“Leave Mr. Cary’s things with the baggage-master of the wharf, to be sent for. This is my advice. They must not go to his home in New Hampshire till I write the letter. It is going to be a very hard letter to write. Good-bye, dear friend, good-bye.”

At her leisure she packed her trunk and shook hands with her good comrades, the purser, the doctor, the second steward, and the wireless operators, who expressed themselves as broken-hearted to a man. She was saucy to Mr. Schwartz, the bullying chief steward, and boxed his ears when he would have chucked her under the chin in token of an amicable parting.

From the ship she went to the office of the port steward and demanded her wages, also a first-class recommendation. These were promptly handed over. No longer a stewardess in trim uniform, with white cap and apron, Miss Fernandez reappeared in a small hotel below Madison Square where she would be unlikely to encounter passengers and officers with whom she had sailed.

Her savings banks books were a substantial anchor to windward. She had done well for herself at sea. There was little faith in Uncle Ramon Bazán’s promises of leaving her his property. He had too many bats in his aged cabeza. Meanwhile she had dreaded being cast on a lee shore of adversity and having to ask his help.
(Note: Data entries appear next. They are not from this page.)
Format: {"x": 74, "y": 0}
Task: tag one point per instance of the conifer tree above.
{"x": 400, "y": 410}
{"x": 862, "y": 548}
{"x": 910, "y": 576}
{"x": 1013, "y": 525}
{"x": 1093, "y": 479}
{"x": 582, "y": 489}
There would be a string to it, as she said, that she would have to go and live in his Cartagena house, with the detestable brown monkey and the squawking green parrot and an uncle who had a worse temper than either.

There were friends in New York, but she did not care to see them. They were mostly South Americans or seafaring people. Her intention was to rest a while and then to look for another position as stewardess on some route removed from the Caribbean, perhaps the Spanish line to Cadiz or a Lamport & Holt boat to Buenos Aires.

Prudent with her money as she was, she permitted herself the pleasure of buying some new clothes, preferring to dress in black. The results were admirable. She had excellent taste. A simple elegance distinguished her. It was partly an inheritance. There was a certain exotic charm about her, the eyes, the hair, the coloring of her race.

She was not so vivacious, alas, as when Richard Cary had wooed her in the tropics. At times she was like a nun, in moods pensive and wistful.

Day after day she postponed writing the letter to the widowed mother of the tall, ruddy son who had been so carelessly confident that nothing could harm him. The longer the delay the more impossible it became to put pen to paper. At last she ceased to deceive herself in the matter. That letter would never be written by Teresa Fernandez.

The dilemma held her like a vise. Every passing day was a merciless turn of the screw. Inevitably she was compelled to try to put herself in the mother’s place. Therefore she came to perceive, more and more clearly, that her flight from Cartagena had been futile. She had fled from the deed she had done, but there were consequences which she could neither flee nor evade.

In putting herself in the mother’s place, Teresa had to deny that Richard Cary was dead. What mother would accept such a message as anything more than flimsy conjecture, as meaning anything at all? A mother’s impulse would be to fly to Cartagena herself or to send some one. She would have to know before the tenacious illusions of hope could finally be extinguished.